New research released today by Colliers International on the growth of outsourcing and offshoring (O&O) cities in the Central & Eastern European (CEE) region shows the volume of office space consumed by the companies has grown a massive 80 per cent from 2010 to end 2013.
There has been very strong demand for office space from the sector since 2010 and while there is evidence the sector is maturing, geographically, the footprint of the sector is still expanding. New companies have been actively seeking entry points within the regional CEE O&O market and a large number of established operators have and are undergoing expansion in the CEE region. Well established markets include Budapest, Prague, Krakow and Warsaw and although initially these cities were previously considered the most expensive operationally, they continue to have the highest concentration of O&O occupiers.
The high concentration of occupiers in these markets is due to the depth of skills and experience available, allowing companies to undergo organic growth and provide higher value-add functions. Ultimately, as these companies grow, more external companies are attracted to the same location, clustering similar businesses together in the same market. Though, cities such as Bratislava appear to have reached capacity for this reason.
The sector has matured rapidly within the core locations while expansion to other regional cities is just beginning, stimulated by the battle for workforce talent and lower operational costs. As a result, cities such as Bucharest, Wroclaw and Lodz have made significant inroads into the sector.
In the last three years, peripheral CEE cities such as Belgrade, Kyiv and Riga have experienced rapid expansion but off lower bases in terms of market concentration in the sector. Given their wealth of latent talent and lower cost profile they should continue to evolve over the medium term to become serious competitors to existing regional locations.
Damian Harrington Regional Director of Research for Colliers International, Eastern Europe said: “Fundamentally companies seeking to establish an O&O operation are pursuing cost savings/efficiency. Yet the most saturated and active markets in this sector are also the most expensive in regards to operational costs. This shows that the size of a city’s talent pool is increasingly more important in location decision making.”
This ‘flight to quality’ legacy means that those cities with a much higher percentage of current O&O employees relative to the potential labour pool will need to attract more jobs and create higher-level, value-add functions to their employment base. Failure to do so is likely to lead to wage inflation and higher levels of staff attrition – a problem many faced during the growth years of the previous economic cycle,” he added.
Despite the rapid growth we have seen the region remains relatively untapped – our analysis shows that only 30 per cent of the top 100 global outsourcing companies are located in the region; a figure which indicates that there is a very strong growth pathway for O&O in the CEE region.
Business sectors driving growth include IT and Telecoms and professional business services. We have also seen signs of O&O growth in the auxiliary retail and logistics sector, which we believe is a direct result of growth in e-retailing and e-commerce.

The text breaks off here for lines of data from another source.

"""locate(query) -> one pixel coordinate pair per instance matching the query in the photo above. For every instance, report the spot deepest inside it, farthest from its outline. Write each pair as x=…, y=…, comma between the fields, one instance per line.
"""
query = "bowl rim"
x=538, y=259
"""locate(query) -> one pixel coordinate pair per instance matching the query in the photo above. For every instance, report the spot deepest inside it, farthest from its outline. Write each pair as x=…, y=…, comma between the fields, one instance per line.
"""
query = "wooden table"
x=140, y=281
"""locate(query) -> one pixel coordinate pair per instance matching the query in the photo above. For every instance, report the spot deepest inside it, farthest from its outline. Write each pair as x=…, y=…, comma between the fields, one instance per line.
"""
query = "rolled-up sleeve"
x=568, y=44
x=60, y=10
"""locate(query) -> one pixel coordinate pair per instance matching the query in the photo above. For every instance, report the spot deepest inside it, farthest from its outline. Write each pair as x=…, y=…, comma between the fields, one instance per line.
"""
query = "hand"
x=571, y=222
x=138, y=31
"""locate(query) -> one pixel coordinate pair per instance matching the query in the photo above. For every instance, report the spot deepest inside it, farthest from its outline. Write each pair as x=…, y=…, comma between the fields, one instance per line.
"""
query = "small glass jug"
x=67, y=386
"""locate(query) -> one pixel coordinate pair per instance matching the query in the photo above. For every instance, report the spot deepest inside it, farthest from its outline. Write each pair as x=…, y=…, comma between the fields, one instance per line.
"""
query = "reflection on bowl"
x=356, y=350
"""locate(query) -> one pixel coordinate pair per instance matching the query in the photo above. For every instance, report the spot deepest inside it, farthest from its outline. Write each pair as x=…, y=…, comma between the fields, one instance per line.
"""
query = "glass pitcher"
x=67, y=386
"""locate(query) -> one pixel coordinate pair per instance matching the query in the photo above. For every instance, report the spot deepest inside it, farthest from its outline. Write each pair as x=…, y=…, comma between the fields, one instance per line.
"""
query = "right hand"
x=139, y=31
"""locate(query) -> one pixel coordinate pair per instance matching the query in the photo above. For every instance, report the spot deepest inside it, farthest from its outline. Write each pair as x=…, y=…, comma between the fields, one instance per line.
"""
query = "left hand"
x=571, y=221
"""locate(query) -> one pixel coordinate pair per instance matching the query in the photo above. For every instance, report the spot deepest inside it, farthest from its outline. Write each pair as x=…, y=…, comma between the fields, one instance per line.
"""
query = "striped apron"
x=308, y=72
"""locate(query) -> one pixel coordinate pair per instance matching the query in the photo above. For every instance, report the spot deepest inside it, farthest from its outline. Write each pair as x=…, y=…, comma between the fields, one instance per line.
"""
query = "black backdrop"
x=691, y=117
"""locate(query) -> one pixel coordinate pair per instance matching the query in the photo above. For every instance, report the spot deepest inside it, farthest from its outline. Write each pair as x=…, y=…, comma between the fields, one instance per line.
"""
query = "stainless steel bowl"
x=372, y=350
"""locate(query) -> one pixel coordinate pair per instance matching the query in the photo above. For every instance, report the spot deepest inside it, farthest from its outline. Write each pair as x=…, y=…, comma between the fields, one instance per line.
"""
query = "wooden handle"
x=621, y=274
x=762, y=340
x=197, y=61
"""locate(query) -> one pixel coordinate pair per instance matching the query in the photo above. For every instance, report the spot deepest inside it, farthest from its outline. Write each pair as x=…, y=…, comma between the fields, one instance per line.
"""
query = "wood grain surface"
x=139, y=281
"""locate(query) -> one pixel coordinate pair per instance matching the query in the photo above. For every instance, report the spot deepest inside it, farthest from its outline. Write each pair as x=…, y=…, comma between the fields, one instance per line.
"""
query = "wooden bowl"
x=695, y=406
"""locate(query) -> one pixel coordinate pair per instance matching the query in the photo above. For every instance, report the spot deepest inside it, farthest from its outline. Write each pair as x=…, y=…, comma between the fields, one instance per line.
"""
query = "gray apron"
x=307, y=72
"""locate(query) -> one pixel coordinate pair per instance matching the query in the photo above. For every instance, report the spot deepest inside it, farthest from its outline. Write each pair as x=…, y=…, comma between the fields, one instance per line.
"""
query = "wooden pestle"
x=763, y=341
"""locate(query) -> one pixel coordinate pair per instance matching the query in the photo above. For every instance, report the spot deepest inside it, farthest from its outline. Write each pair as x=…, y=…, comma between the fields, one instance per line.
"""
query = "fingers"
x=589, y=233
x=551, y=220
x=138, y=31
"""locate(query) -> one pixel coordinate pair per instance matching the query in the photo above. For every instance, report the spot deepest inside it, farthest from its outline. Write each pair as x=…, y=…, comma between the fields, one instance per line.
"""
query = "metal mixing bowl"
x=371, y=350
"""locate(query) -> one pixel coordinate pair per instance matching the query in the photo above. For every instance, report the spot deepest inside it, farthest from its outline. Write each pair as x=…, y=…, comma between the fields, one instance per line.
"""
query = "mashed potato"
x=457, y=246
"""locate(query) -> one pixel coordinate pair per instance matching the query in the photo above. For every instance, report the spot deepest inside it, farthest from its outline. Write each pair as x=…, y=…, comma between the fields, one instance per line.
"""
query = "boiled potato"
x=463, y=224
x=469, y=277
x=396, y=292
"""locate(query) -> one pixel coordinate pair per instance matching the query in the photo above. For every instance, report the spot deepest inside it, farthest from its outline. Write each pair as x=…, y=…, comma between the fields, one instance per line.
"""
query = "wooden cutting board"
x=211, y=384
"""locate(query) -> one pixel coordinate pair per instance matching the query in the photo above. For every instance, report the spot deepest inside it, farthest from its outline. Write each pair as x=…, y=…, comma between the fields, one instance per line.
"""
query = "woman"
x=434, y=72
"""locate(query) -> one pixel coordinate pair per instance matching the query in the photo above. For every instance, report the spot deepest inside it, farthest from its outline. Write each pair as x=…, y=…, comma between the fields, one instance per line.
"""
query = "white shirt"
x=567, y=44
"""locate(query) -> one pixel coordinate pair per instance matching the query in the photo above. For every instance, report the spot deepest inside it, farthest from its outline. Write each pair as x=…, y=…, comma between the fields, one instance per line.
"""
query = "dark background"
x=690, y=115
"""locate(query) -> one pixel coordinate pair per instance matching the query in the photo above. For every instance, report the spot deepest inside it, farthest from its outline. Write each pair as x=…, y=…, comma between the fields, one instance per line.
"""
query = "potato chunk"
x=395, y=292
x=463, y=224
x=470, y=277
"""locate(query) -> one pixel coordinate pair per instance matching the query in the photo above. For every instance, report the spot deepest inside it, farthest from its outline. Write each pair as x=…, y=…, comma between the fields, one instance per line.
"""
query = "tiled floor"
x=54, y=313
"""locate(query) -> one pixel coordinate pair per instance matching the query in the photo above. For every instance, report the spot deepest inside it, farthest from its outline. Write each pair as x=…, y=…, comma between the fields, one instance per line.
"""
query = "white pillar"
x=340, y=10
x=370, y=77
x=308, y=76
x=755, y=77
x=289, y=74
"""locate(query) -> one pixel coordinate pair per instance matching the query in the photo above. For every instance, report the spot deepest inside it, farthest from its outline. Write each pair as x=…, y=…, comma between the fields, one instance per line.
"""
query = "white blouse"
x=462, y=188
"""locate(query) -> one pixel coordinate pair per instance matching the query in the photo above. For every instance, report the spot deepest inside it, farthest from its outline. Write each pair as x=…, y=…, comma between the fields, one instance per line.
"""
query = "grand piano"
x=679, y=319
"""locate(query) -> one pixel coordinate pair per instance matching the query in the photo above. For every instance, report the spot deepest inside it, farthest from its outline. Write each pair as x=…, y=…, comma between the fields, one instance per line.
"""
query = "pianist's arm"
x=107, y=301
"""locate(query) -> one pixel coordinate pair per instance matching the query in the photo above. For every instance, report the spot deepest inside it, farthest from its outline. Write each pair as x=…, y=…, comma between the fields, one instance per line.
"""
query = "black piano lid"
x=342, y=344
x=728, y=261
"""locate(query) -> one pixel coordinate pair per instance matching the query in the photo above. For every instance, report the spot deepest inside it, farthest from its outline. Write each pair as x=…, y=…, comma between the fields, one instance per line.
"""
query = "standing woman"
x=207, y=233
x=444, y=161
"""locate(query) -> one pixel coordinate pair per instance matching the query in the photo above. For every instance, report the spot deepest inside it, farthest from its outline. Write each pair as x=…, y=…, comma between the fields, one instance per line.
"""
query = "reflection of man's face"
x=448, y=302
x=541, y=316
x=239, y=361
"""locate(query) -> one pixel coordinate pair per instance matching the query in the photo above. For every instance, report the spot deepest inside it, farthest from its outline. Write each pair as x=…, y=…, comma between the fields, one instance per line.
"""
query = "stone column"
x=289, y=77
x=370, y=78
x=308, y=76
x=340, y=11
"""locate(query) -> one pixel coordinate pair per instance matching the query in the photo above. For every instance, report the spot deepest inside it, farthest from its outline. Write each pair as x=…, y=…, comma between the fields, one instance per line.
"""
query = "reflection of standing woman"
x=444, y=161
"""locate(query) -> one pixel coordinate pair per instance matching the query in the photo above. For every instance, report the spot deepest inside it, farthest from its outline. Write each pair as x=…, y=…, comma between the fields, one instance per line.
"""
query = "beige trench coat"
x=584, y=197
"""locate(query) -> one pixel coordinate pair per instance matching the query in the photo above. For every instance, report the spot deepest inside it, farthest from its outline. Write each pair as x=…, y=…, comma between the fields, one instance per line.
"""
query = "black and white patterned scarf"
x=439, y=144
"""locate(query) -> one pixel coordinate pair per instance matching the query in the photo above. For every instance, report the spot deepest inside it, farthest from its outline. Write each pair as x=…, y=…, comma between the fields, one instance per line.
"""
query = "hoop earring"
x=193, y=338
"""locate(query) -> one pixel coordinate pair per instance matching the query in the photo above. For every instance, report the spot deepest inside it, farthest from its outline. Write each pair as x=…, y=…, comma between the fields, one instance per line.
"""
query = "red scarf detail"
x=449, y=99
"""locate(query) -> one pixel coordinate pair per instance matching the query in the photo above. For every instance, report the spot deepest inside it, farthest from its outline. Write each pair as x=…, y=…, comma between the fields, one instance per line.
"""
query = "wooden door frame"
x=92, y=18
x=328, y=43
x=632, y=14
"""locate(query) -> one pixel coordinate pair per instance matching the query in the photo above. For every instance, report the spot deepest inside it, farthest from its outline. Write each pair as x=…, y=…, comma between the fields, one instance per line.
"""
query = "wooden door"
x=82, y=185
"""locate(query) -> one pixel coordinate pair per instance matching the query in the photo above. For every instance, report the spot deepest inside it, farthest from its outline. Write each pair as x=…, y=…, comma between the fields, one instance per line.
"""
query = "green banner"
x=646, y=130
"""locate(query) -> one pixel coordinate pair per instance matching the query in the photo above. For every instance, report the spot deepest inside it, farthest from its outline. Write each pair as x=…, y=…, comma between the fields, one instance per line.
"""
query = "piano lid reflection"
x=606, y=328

Given the vast scope for the evolution of this business regionally, let alone globally, this is one definitive growth area for the regional industry to service. Not only pan-European (or even global operators) but also regionally based operators as they emerge.
We are also likely to see existing operations evolve to provide much more advanced combinations of ‘software and service’, using web/cloud platform-based solutions for existing services and as a basis for new services such as legal process outsourcing and even actuarial services.

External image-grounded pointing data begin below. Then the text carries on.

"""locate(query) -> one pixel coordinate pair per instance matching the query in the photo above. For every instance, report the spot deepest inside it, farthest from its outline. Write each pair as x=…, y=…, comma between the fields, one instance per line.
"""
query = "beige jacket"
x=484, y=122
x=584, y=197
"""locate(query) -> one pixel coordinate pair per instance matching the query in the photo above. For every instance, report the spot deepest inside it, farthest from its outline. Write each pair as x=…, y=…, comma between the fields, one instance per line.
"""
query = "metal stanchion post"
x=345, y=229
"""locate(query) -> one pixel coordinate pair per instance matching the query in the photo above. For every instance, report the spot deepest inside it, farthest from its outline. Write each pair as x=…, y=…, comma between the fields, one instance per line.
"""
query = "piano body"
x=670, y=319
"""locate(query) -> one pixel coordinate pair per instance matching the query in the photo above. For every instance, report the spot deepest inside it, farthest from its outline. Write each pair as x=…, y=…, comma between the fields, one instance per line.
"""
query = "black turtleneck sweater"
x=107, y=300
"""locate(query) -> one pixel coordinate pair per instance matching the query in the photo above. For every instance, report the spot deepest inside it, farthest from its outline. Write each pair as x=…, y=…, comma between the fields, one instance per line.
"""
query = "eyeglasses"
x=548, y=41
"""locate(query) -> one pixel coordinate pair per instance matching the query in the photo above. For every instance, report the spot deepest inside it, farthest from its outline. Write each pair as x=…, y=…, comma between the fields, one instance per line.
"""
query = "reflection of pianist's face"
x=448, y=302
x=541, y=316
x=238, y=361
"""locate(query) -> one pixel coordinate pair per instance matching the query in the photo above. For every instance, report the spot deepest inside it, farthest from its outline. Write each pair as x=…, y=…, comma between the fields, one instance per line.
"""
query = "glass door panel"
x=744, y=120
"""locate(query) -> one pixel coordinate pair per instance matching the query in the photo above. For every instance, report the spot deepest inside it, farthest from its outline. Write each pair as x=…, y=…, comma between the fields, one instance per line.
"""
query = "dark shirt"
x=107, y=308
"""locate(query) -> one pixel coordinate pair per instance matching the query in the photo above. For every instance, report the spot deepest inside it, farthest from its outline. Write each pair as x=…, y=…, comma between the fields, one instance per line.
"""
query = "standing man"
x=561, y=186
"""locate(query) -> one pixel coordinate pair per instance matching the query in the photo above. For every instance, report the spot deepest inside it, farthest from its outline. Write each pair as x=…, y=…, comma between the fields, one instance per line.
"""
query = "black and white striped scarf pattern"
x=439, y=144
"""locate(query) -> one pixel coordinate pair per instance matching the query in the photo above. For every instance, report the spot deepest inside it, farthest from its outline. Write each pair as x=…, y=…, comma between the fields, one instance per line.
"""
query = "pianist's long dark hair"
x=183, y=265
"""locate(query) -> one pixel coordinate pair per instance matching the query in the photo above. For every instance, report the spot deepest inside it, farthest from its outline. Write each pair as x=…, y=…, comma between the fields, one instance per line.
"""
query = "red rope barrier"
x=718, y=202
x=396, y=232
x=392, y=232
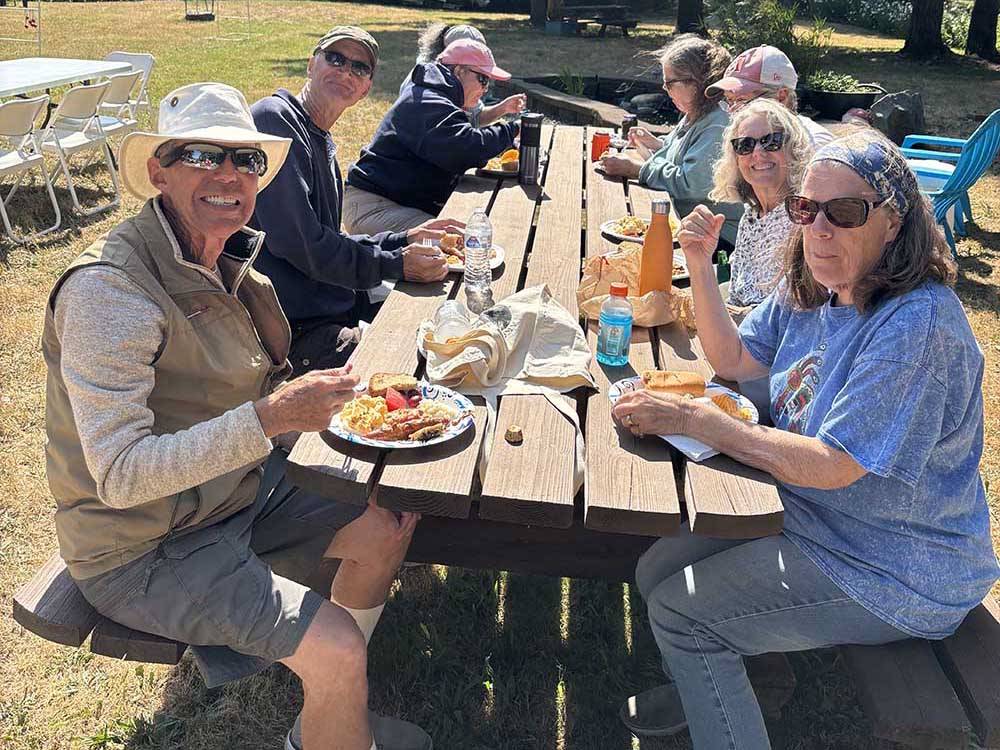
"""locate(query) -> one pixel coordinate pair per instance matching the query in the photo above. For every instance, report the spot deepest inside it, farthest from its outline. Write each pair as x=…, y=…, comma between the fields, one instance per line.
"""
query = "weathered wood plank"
x=119, y=642
x=971, y=660
x=50, y=605
x=574, y=552
x=437, y=479
x=605, y=199
x=907, y=696
x=631, y=485
x=534, y=482
x=725, y=498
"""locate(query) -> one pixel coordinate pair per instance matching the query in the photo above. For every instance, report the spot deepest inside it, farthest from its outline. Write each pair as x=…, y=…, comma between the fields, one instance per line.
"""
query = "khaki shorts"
x=233, y=590
x=368, y=213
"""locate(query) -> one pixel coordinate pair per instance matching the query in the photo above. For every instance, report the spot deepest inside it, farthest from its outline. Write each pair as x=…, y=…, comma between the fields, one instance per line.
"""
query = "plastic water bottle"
x=478, y=276
x=615, y=330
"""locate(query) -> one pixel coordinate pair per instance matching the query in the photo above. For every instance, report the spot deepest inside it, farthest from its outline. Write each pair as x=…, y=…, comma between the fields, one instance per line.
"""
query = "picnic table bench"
x=521, y=511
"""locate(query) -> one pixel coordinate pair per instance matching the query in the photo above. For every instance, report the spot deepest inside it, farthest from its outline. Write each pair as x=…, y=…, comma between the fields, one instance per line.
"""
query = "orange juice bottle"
x=657, y=269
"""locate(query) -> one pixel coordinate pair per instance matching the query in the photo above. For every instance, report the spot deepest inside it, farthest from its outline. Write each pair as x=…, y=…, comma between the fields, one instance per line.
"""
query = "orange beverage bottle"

Despite these strong growth drivers, there are a number of critical challenges facing the sector and the office market generally.
Firstly, ‘Anti-offshoring’ political, executive and business sentiment could lead to action against the growth of the business, especially given the dearth of occupier growth despite the recent ‘economic recovery’.
Secondly, and more pertinent if not radical, will be ‘back-office automation’ and a little further down the line administrative robotics. Some senior operators in the O&O business believe that generic BPO processes will be almost completely automated within five years. Other generic and domain-specific processing could follow the same trend so that within the next decade most of these tasks will be automated.
Around 20 per cent of occupied office space in the region is consumed by O&O operators so if ‘back-office automation’ gains traction, which we believe it will, this could significantly depress office demand based growth derived from the sector. On the flip-side, increasing volumes of virtual work will require greater operational capacity leading to greater demand for data centres.